Los tiritones del temblor (o ''afirma la tele niña")
Como si fueran pocas las desconocidas del monstruo natural donde fue plantado este país. Que la sequía, el rebalse o la marea borracha del suelo que cada cierto tiempo nos aporrea con un terremoto. Cuando parece estar todo bien, cuando casi estamos tranquilos, mirando la tele, tomando té a la hora de once. Más bien, un poco más tarde por ese calorcillo de presagio que hace aullar a los perros, a los gallos cantar a deshora y picarle los sabañones a la vieja que preocupada se asoma al apocalipsis violáceo del atardecer, pensando: no vaya a ser cosa que venga un remezón. Porque hace tanto tiempo que el Señor no nos mueve la payasa. Y no termina de pensarlo, cuando los platos empiezan a castañetear en la cocina, la ampolleta pestañea, y al grito de: está temblando, todos contienen la respiración con tranquilo terror diciendo: ya va a pasar, ya va a pasar. No se preocupen.
Y ese primer grito, se multiplica como un eco-pánico por los barrios de la ciudad que se paraliza oscilante. Desde el junior al gerente, la inestabilidad del piso los une en la misma gota de tensión, sudando el miedo, contando los eternos segundos que dura ese primer tiritón, ese primer meneo que detiene hasta las reuniones de ministros, presidentes, economistas y centros de madres, que con el poto a dos manos, esperan que pase ese pequeño vaivén. Ese primer vals que pilla a los cuicos a la hora del aperitivo en la torre diez. Y al cristalino tintineo de las copas, la palta reina social se pone seria, manteniendo el nerviosismo con la mueca helada de la formalidad.
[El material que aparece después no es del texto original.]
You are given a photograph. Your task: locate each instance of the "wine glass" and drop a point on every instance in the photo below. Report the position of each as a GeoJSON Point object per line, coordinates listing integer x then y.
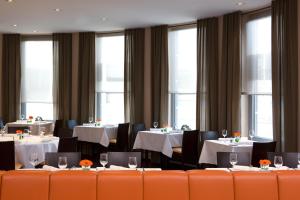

Tranquilos, total del suelo no vamos a pasar, bromea un paltón haciéndose el simpático, mirando con horror el vértigo de la altura que cuncunea en el suelo tan abajo, tan lejos, que es inútil pensar en el ascensor y menos en la escalera, que es lo primero que se desarma en esos rascacielos-rascas, esos edificios antisísmicos que oscilan como monos porfiados al hacerse más cumbianchero el remezón. Al bambolear de un lado a otro la coctelera del zangoloteo burgués y su "valseada oscilación".
A esa altura el temblorcillo amenaza terremoto, al minuto de movimiento la histeria social ya cortó la luz, el gas y el agua, y todos se amontonan en los marcos de las puertas esperando que se acabe este vaivén que no pasa, que sigue cada vez más fuerte, que pega sus rebencazos zamarreando puertas y ventanas con su corcoveo subterráneo. Entonces, en el climax de los batatazos y la quebradera de vidrios y murallas, la loca anticuaría agarra las porcelanas, el ejecutivo el computador, una vieja salva un espejo para que no se cumplan los años de mala suerte, y en las villas y condominios, el castillo consumista baila peligrosamente en los electrodomésticos que se tambalean al borde de la mesita. Que el equipo Samsung que aún no lo pagamos. Que el Atari del niño gordo agárralo que se cae. Que desenchufa el microondas y la centrífuga que puede haber cortocircuito. Pero lo más importante, quizás en lo único que coincide la preocupación del salvataje social, es en sujetar el aparato de televisión, aunque la casa se venga abajo.
La enorme tensión que dura el breve tiempo del zamarreo urbano, saca a flote la fe en el éxtasis religioso que se arrodilla, se persigna, se golpea el pecho, se arrepiente clamando: ¡Misericordia Señor! Acabo de mundo, grita el abuelo arrancando pilucho al medio de la calle. Al lado de la vecina, irreconocible por la máscara de placenta que tiene en la cara. Pero no importa, porque todo el barrio está así, a medio vestir, en calzoncillos, sin la placa de dientes, chascones como los pilló el terremoto. Nadie se va a fijar en la facha, cuando el país está al borde del cataclismo, por única vez solidarios en la emergencia del desamparo divino. Total, cuando pase el temblor faltará tiempo para comentar estas cosas, mientras tanto hay que buscar la radio a pilas para escuchar dónde fue el epicentro. Al tiempo que se escucha la sirena de las ambulancias y la ciudad regresa lentamente, todavía con susto, a su calma habitual. Casi siempre con la voz de un funcionario de gobierno apaciguando a la ciudadanía, diciendo que todo está controlado, que por suerte no fue peor, porque el epicentro estuvo lejos de Santiago. En los típicos puebluchos de adobes que se desarmaron en la batahola del tierral. Que los Intendentes de esas Regiones tienen todo a su cargo. Y los cientos de damnificados pueden estar tranquilos, durmiendo a cielo abierto, acunados por el sobresalto de las réplicas.